Mais il n’y avait pas de ballon. Peut-on jouer sans ballon ? Je cherchai des yeux l’autre équipe. Elle arrivait. D’autres petits génies aux formes tout autant surprenantes, mais ils étaient rouges, alors que les miens étaient bleu. Mais il n’y avait toujours pas de ballon.

J’entrevis l’univers immesuré, plus et mieux que la terre, des myriades de terres, de planètes et d’étoiles, par constellations à l’infini.

Un bruit strident, terrible, violent, et grandiose secoua le cosmos dans ses profondeurs. Une planète émergea au milieu de ce paysage inouï d’au-delà des limites : c’était un ballon rond.

Le jeu commença. Je n’avais jamais vu un match aussi enlevé et aussi joyeux.

Leur était-il beaucoup donné donc parce qu’ils avaient beaucoup pleuré et qu’ils avaient su attendre…le ballon rond ?

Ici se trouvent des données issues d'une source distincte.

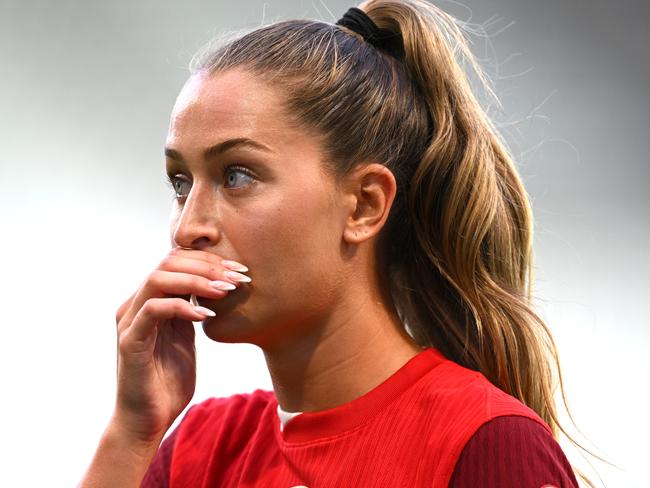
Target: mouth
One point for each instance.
(228, 302)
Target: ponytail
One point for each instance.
(456, 250)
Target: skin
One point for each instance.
(315, 304)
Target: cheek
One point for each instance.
(293, 247)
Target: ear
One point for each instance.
(371, 190)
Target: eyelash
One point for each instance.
(171, 179)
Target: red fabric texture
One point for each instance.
(408, 431)
(513, 452)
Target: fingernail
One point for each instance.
(233, 275)
(234, 265)
(205, 311)
(223, 285)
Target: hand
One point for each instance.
(156, 361)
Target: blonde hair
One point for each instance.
(457, 249)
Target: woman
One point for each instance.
(343, 203)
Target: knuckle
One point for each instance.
(166, 262)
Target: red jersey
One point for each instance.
(409, 431)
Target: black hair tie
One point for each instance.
(358, 21)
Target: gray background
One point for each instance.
(86, 88)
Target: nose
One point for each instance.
(196, 226)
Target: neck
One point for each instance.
(355, 348)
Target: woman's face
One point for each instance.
(267, 204)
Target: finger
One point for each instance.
(138, 337)
(199, 267)
(166, 284)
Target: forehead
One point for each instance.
(228, 104)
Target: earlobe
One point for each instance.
(374, 188)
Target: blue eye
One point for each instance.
(178, 185)
(237, 174)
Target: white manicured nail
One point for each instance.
(234, 265)
(223, 285)
(233, 275)
(205, 311)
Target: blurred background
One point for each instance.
(86, 89)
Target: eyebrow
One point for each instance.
(221, 147)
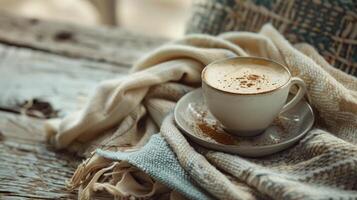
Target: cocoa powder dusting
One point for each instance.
(215, 134)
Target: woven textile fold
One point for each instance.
(124, 115)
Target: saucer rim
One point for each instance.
(236, 147)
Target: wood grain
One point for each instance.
(60, 64)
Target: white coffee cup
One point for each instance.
(249, 114)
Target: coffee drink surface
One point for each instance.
(247, 78)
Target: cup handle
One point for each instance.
(298, 96)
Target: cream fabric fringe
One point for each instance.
(125, 112)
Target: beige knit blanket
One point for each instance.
(125, 112)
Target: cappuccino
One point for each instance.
(245, 78)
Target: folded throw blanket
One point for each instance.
(124, 115)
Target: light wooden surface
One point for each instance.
(59, 64)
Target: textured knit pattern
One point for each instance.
(328, 25)
(157, 160)
(125, 113)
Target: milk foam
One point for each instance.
(246, 78)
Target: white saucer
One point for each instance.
(192, 116)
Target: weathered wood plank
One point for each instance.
(29, 168)
(60, 64)
(63, 82)
(96, 43)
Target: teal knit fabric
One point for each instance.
(158, 160)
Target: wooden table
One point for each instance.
(59, 64)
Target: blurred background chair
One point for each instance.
(160, 18)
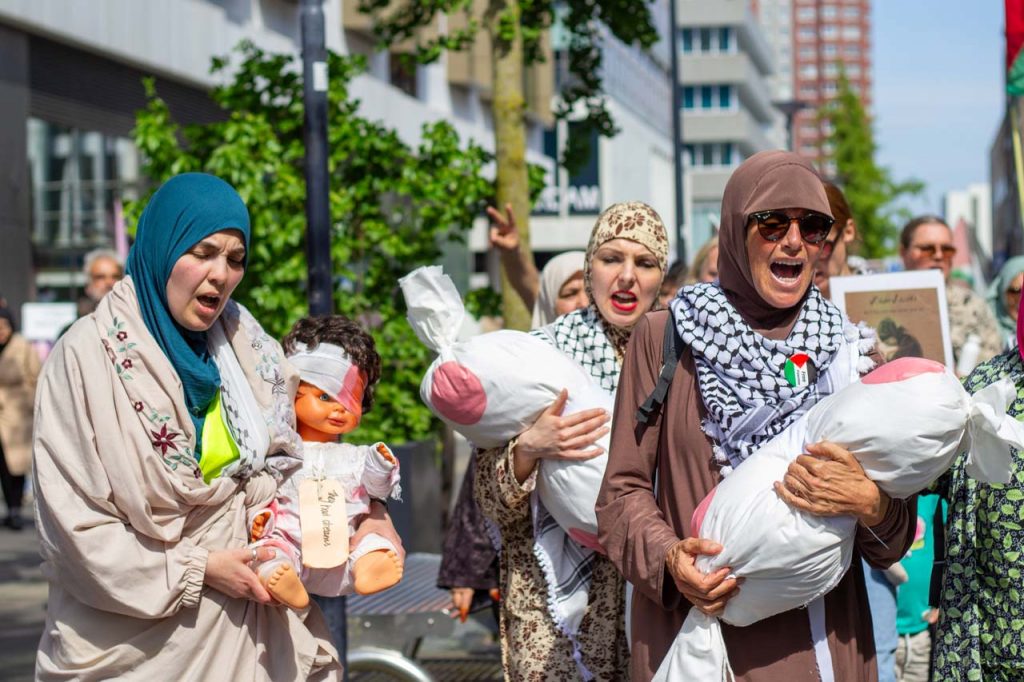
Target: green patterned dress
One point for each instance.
(981, 628)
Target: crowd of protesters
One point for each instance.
(165, 417)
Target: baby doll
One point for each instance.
(338, 367)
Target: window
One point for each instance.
(712, 155)
(687, 38)
(688, 96)
(725, 96)
(724, 39)
(706, 40)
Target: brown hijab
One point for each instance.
(765, 181)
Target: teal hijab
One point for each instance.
(997, 299)
(185, 210)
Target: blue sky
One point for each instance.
(938, 90)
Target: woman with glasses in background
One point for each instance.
(927, 243)
(1005, 298)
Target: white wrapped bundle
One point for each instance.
(904, 422)
(494, 386)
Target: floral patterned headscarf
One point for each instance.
(630, 220)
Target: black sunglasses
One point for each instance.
(773, 225)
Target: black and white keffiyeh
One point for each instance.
(740, 374)
(567, 566)
(581, 335)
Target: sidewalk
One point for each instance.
(23, 603)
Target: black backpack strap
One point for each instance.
(670, 356)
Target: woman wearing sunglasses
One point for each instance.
(927, 243)
(733, 389)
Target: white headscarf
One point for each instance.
(558, 270)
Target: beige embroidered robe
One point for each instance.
(126, 523)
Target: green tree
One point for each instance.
(868, 187)
(516, 29)
(391, 208)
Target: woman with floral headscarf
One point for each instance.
(565, 621)
(733, 389)
(162, 419)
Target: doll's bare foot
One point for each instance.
(259, 524)
(286, 587)
(377, 570)
(383, 451)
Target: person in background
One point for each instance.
(705, 267)
(18, 372)
(1005, 298)
(881, 590)
(980, 633)
(518, 266)
(469, 558)
(835, 250)
(627, 258)
(916, 611)
(102, 268)
(927, 243)
(562, 288)
(674, 279)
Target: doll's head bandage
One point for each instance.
(329, 368)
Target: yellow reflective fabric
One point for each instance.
(218, 445)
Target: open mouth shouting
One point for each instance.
(787, 270)
(208, 303)
(625, 301)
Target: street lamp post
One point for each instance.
(677, 132)
(314, 81)
(320, 282)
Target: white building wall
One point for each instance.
(173, 38)
(974, 205)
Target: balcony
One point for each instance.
(736, 69)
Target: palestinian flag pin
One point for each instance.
(798, 371)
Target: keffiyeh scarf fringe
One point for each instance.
(566, 565)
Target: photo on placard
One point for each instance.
(907, 311)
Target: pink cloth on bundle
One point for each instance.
(364, 473)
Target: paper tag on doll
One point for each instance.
(325, 523)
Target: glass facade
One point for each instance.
(78, 179)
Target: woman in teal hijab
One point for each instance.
(145, 546)
(1005, 297)
(184, 211)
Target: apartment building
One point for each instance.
(728, 115)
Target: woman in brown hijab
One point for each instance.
(729, 394)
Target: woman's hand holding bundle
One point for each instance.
(829, 481)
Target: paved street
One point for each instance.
(23, 598)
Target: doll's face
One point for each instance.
(320, 411)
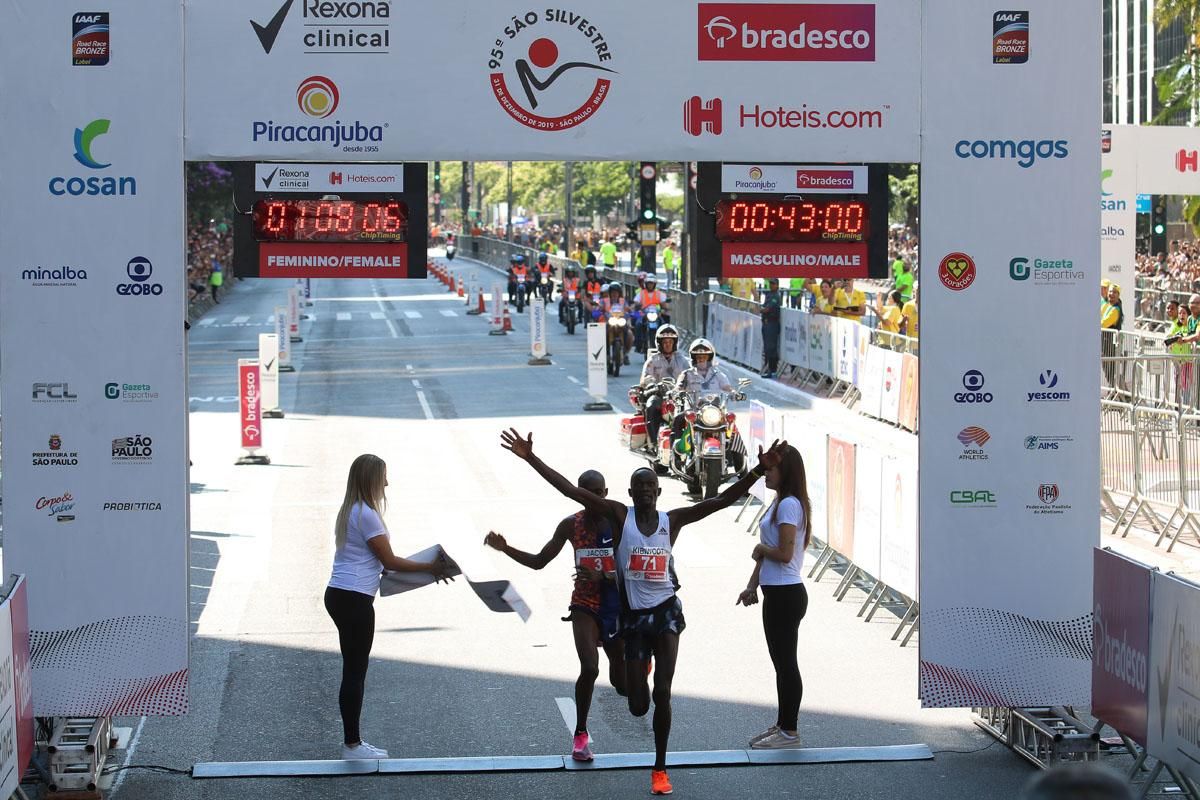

Mes amis mystérieux étaient-ils humains ? Et nous, le sommes-nous ?

N’y a-t-il pas cette étrangeté en moi, qui seule me permet de me reconnaître ? Deux êtres ne m’habitent-ils pas, le même et l’autre ? Et le plus vrai des deux, ne serait-ce pas l’autre, le petit gnome en moi et son énigme ?

Qui m’apprend que pour bien vivre, la voie est sortir d’ici et de viser loin, au delà même du moi et du toi, cette troisième dimension où se dépassent les ego, vers le vaste monde et le Tout-Autre? S’aimer ne serait plus se regarder sans bouger, mais courir vers plus loin que soi, sans trop se poser les questions des gens sérieux et raisonnables. Le chemin le plus court vers soi-même serait le détour par l’autre, l’ailleurs et l’inconnu, où se mêlent la belle gravité responsable et la fête joyeuse ?

Comment transmettre aux amis l'Aleph infini que ma craintive vision embrasse à peine ?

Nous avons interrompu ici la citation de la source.